Désinformation pour certains, geste politique pour d’autres

En Martinique, les soignants ont du mal à expliquer ce désaveu pour le sérum. Anne Criquet Hayot, présidente de l’Union des médecins libéraux de Martinique, estime que les insulaires voyaient cette crise « d’un petit peu loin ». Même si elle observe « une recrudescence » de la vaccination, le faible engouement généré par celle-ci viendrait du fait que la crise sanitaire « a peu impacté » les Martiniquais, « ils se sentaient au départ peu concernés ».

« Ces derniers temps il y a eu une fusion entre des revendications politiques et le vaccin qui est vécu comme quelque chose de l’extérieur et qui a fait du refus du vaccin un geste presque militant », avance pour sa part sur BFMTV Hossein Mehdaoui, chef des urgences et de réanimation au CHU de Fort-de-France.

« Dans la mesure où les Antilles sont d’anciens territoires colonisés, il y a une défiance très forte envers le gouvernement français », abonde Stéphanie Mulot.

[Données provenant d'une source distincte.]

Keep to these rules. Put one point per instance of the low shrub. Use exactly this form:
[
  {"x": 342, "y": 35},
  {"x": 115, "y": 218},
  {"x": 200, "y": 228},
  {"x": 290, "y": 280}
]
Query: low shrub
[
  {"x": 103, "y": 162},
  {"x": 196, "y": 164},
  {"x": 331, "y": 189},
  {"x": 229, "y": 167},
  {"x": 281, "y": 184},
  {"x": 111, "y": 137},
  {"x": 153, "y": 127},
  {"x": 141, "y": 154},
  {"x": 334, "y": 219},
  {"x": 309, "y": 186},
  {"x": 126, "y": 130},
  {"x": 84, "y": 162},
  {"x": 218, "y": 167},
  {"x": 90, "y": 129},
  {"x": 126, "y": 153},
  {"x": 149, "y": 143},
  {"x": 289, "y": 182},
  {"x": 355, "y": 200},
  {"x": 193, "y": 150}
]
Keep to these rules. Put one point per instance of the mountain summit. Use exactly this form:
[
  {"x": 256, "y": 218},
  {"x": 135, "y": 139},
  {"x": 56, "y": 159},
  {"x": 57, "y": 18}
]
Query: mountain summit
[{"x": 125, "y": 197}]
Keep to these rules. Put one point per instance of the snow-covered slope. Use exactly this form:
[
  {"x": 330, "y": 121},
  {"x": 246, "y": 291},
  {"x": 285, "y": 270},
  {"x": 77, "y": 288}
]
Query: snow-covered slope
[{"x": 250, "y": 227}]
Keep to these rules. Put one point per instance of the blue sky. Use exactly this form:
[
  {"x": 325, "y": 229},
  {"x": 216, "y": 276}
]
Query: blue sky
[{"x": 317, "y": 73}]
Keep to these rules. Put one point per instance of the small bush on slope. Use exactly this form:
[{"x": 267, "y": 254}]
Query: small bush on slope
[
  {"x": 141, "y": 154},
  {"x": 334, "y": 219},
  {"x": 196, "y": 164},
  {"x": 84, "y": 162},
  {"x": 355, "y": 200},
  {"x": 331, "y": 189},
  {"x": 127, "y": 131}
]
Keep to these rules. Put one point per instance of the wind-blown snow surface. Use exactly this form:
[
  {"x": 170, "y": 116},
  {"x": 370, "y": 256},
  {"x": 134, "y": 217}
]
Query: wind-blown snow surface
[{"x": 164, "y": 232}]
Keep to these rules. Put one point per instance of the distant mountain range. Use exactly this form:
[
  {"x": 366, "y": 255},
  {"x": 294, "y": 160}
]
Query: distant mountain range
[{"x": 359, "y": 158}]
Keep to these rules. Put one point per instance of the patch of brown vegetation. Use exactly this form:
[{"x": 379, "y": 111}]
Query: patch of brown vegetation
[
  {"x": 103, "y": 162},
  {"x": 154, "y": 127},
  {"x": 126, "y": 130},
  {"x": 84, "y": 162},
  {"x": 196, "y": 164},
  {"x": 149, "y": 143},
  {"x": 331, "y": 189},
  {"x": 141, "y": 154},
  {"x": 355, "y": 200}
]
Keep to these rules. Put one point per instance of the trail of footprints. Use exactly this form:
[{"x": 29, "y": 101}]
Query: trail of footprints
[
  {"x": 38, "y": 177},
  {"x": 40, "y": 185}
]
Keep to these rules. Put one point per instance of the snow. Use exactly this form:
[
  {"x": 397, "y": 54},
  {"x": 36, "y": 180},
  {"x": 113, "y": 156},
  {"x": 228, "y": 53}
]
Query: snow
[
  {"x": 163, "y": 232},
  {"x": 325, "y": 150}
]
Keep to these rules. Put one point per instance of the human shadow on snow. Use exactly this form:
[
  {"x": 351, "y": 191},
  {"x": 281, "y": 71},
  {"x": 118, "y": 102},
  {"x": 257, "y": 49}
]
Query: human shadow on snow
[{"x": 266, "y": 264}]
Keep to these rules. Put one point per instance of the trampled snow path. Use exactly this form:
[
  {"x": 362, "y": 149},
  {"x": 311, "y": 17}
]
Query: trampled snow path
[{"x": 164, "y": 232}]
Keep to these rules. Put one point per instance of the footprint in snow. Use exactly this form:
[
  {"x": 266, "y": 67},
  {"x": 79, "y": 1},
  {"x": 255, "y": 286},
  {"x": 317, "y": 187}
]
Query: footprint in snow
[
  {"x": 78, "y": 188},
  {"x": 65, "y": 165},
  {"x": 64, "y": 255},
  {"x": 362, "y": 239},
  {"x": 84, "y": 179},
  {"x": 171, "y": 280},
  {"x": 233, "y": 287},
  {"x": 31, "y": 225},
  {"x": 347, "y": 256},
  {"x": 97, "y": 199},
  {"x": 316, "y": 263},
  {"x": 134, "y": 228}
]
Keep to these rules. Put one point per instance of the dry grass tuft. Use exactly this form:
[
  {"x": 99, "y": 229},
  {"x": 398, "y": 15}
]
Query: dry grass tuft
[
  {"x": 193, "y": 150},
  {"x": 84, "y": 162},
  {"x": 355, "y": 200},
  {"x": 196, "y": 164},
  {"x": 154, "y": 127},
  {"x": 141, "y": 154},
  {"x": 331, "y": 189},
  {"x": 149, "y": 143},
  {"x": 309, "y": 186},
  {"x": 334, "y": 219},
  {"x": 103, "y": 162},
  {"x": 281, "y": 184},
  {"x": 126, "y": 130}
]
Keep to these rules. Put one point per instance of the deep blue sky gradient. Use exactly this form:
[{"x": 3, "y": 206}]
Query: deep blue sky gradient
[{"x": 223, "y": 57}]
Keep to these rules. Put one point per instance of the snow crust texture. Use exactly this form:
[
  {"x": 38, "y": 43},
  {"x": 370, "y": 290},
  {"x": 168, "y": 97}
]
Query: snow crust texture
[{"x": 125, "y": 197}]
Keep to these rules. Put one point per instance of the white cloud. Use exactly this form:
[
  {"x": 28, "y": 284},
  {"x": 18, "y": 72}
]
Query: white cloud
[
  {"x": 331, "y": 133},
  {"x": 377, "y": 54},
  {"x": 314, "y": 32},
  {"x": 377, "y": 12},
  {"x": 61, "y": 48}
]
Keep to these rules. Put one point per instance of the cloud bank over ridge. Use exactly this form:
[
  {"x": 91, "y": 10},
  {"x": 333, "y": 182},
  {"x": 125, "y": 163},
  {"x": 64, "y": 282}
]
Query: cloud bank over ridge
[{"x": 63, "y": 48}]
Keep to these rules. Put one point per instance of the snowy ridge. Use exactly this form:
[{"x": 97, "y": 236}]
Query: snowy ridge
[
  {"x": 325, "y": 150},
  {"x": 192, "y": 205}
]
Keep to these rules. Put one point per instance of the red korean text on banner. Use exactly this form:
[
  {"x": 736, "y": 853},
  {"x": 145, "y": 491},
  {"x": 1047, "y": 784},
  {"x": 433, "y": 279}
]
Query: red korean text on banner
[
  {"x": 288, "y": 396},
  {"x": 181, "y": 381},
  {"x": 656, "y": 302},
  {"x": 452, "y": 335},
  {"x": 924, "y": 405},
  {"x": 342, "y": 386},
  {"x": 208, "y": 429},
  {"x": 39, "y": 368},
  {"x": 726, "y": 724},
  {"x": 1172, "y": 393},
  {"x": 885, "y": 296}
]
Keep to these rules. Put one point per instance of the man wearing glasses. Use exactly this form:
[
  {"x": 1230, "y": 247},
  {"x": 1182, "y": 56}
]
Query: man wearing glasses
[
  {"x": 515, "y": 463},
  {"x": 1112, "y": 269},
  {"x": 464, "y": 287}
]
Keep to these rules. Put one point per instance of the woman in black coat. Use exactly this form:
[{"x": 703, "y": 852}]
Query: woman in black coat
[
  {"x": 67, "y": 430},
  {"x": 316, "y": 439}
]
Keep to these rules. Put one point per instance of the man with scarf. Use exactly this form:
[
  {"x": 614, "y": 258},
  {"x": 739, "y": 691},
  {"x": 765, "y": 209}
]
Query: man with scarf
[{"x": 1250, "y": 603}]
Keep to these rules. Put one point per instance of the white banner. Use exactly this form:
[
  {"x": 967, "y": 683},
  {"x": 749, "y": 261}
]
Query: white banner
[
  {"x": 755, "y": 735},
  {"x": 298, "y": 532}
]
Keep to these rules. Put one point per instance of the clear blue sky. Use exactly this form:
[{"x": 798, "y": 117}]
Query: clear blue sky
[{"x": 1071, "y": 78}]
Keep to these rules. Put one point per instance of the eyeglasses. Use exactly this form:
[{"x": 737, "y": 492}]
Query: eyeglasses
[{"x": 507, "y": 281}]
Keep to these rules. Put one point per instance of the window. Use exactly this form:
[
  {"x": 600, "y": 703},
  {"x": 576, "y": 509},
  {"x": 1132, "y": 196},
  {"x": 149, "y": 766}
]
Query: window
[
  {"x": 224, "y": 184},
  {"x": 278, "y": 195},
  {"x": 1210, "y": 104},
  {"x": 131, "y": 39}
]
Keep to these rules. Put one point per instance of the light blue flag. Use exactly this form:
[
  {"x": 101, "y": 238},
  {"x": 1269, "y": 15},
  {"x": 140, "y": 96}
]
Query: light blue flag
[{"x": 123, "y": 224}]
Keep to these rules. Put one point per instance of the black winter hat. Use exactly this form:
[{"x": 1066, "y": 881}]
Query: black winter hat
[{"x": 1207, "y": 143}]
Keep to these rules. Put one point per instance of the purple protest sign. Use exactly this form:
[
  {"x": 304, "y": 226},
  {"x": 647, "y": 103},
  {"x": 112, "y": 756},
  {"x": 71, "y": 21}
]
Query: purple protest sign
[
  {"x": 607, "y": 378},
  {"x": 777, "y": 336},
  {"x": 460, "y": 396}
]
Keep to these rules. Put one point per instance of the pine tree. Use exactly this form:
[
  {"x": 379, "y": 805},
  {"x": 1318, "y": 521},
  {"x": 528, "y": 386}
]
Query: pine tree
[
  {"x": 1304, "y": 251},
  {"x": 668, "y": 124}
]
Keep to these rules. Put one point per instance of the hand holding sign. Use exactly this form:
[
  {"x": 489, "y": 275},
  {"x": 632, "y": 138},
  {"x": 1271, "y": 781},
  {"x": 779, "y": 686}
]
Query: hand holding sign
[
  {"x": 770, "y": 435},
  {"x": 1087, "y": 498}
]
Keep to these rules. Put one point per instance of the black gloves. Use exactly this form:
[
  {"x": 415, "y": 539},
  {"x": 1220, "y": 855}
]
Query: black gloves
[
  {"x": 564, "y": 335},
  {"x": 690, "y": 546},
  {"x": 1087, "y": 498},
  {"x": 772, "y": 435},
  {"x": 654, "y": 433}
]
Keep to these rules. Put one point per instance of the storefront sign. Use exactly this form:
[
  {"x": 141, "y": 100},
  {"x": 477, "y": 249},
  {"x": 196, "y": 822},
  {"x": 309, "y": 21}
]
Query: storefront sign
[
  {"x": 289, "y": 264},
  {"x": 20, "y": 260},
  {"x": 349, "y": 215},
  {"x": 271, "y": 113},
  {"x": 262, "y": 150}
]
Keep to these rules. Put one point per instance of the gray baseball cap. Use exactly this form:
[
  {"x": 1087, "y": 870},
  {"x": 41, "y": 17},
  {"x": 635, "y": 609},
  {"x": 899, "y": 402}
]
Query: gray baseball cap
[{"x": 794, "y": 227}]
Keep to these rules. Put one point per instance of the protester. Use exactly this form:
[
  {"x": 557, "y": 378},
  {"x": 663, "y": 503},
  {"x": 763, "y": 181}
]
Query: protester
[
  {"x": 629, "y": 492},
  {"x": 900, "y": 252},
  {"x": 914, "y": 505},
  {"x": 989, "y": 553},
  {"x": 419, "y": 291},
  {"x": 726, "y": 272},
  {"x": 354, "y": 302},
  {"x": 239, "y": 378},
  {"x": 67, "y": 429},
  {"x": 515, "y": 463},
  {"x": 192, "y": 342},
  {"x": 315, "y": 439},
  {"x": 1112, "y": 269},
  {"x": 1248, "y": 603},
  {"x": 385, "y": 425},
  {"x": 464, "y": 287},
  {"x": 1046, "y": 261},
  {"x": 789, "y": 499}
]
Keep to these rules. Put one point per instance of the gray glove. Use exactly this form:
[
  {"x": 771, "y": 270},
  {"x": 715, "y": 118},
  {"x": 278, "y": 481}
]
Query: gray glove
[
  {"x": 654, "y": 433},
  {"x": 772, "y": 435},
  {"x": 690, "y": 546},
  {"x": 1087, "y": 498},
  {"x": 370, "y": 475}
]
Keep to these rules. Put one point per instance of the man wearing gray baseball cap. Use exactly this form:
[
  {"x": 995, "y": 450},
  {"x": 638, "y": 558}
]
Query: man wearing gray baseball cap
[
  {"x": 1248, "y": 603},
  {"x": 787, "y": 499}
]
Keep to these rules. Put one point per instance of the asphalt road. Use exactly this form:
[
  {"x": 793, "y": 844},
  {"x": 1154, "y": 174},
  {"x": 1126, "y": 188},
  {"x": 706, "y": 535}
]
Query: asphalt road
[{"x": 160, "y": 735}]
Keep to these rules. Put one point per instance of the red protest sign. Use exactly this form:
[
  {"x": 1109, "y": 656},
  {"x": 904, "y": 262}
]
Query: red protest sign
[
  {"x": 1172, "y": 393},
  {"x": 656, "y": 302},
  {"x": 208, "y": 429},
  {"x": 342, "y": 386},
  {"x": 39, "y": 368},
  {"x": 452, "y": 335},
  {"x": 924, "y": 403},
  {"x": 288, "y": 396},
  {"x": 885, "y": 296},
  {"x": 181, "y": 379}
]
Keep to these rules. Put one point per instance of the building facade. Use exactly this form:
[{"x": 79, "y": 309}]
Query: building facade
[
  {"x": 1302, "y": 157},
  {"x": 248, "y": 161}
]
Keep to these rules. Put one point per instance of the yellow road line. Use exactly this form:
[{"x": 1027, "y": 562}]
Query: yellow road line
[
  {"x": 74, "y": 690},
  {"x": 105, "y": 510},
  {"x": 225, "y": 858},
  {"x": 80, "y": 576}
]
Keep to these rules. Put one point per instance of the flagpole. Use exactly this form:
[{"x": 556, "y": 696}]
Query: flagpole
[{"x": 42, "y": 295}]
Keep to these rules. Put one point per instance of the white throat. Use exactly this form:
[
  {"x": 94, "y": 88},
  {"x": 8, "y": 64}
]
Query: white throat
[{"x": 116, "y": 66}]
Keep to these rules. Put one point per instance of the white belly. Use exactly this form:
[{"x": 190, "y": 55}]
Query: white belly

La sociologue auprès de l’École des Hautes Études en Sciences Sociales (EHESS), estime dans Le Parisien que le fait de « refuser le vaccin revient à assumer une posture politique d’opposition, et à revendiquer une volonté de s’auto-gouverner ».

Si, en Guadeloupe, 83 experts dénoncent « un foisonnement de fausses informations circulant sur les réseaux sociaux » contre la vaccination dans une tribune parue dans les colonnes de France Antilles, des mouvements de contestation similaires à ceux rencontrés en métropole se produisent également. Un nouvel appel à la mobilisation pour protester contre l’élargissement du pass sanitaire mais également contre l’obligation vaccinale des soignants a été lancé pour ce week-end par une trentaine d’organisations dont plusieurs syndicats qui appellent à la « résistance ».

« En Guadeloupe, les gens n’ont pas confiance », estime dans le Figaro Éric Coriolan du mouvement Les Sentinelles, « nous demandons plus de transparence sur les chiffres qui sont donnés. Nous ne sommes pas antivax, mais nous ne voulons pas la suppression de nos libertés et particulièrement celles du personnel soignant ».

Les soignants au chevet des autorités

Les voix contestataires peuvent aussi s’appuyer sur les prises de position de certains de leurs élus. La sénatrice socialiste de la Guadeloupe Victoire Jasmin, tout en dénonçant cette semaine au Sénat « l’inégalité d’accès » à la vaccination entre la métropole et l’Outre-mer, s’est fermement déclarée favorable au vaccin mais opposée au pass sanitaire « particulièrement sur mon territoire ». En Guyane la sénatrice Marie-Laure Phinéra-Horth est allée plus loin en indiquant en juin dernier ne pas vouloir se faire vacciner car doutant de l’efficacité des vaccins.

Et si le discours porté par les politiques ne convainc plus, faute d’être uniforme, celui du corps médical y parviendra peut-être. Dans une lettre ouverte, quatorze médecins et professeurs du CHU de Martinique évoquent « une pandémie de non-vaccinés ».

« La vérité est que si nous avions été vaccinés, la période de vacances aurait été normale », écrivent les signataires, la liberté individuelle est une valeur fondamentale de notre existence, mais ne deviendrait-elle pas de l’individualisme, si on ne l’associe pas à la solidarité et à la responsabilité envers les autres? »

Les 83 signataires guadeloupéens de la tribune présentent quant à eux la vaccination comme « l’unique chance de retrouver rapidement une vie ‘normale’ et de protéger notre population fragile contre les formes graves et mortelles de la maladie, alors saisissons-là! ».